In London, room rate was down 1.5% on the same time last year from £149.13 in 2007 to £146.92 this year. Occupancy nevertheless was at 81.6% for the capital, but this was down 5.7% on the same time last year and as a result, rooms yield declined from £128.95 in 2007 to £119.83 in 2008 - a fall of 7.1%.
In the regions, there was a similar story as occupancy dropped 3.4% from 78.9% to 76.3%, while room rate was down 0.3% on September 2007. In turn, rooms yield dropped from £60.72 in 2007 to £58.49 this year.
Cardiff experienced the largest falls in the survey with rooms yield down 15.9% from £66.26 last year to £55.73 this year.
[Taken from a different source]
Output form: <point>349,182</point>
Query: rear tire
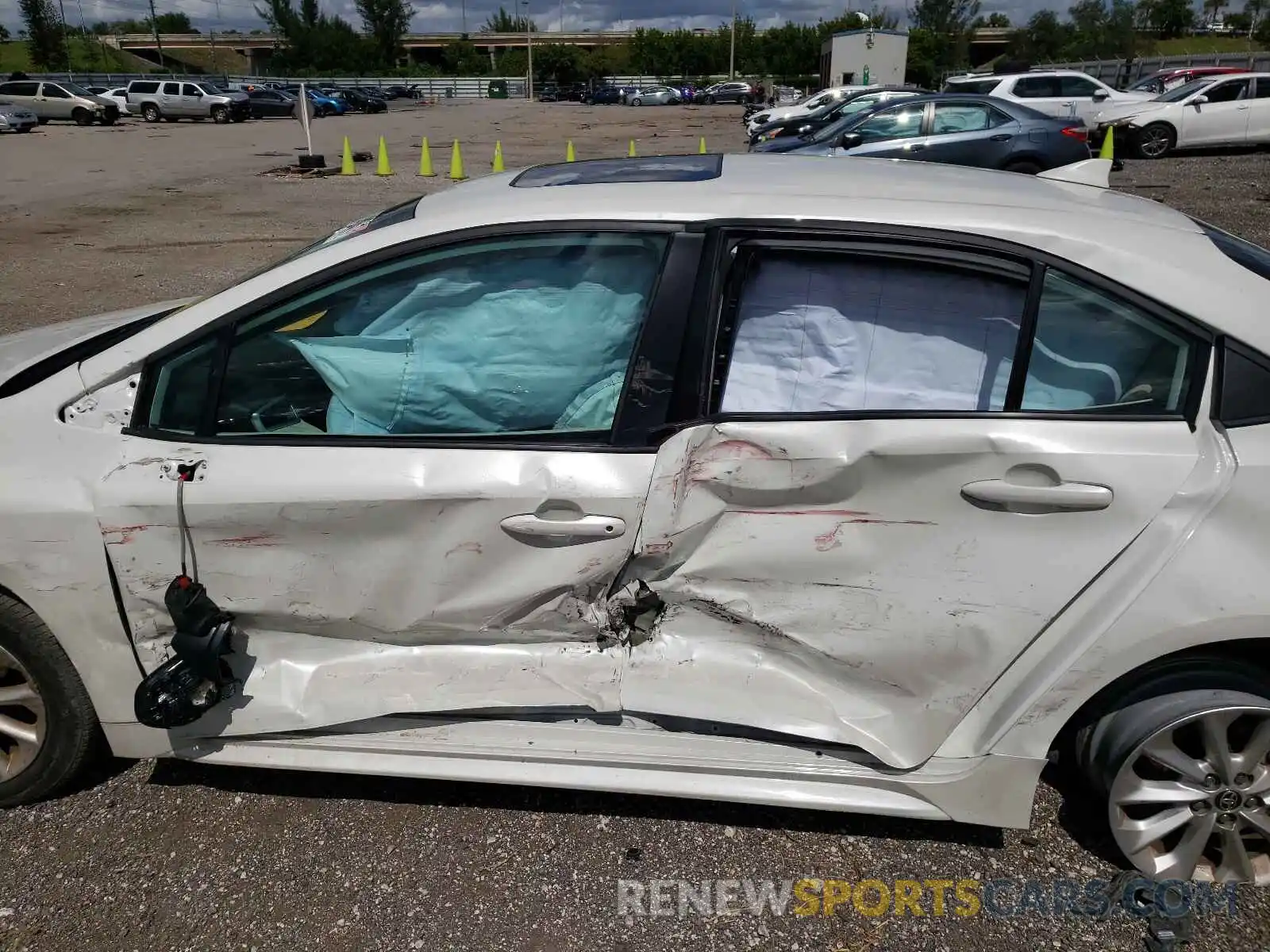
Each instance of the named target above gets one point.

The main factor behind the drop was the 14.6% fall in room rate, occupancy only fell 1.5%. The falls can be explained in part because last year Cardiff played host to a number of the Rugby World Cup matches which boosted the city’s hotels.
In contrast, both Manchester and Liverpool achieved growth in rooms yield - Liverpool by 2.4% and Manchester by 2.7%. This is probably a reflection of Liverpool’s 2008 status as European Capital of Culture bringing visitors to both the cities’ hotels.
Robert Barnard, partner for Hotel Consultancy Services at PKF, commented, “The decreases that hoteliers experienced this month are not surprising given the current turmoil in the markets which is undoubtedly affecting business travel.
“However, it should also be noted that hoteliers did have a particularly strong September in 2007 and this goes some way to explaining some of the decreases.
“Overall, it is important to note that despite the drops, occupancy levels, as well as room rate and rooms yield figures, are still fundamentally healthy due to two strong years of growth in 2006 and 2007 and hoteliers are therefore in a good position to weather the current climate.”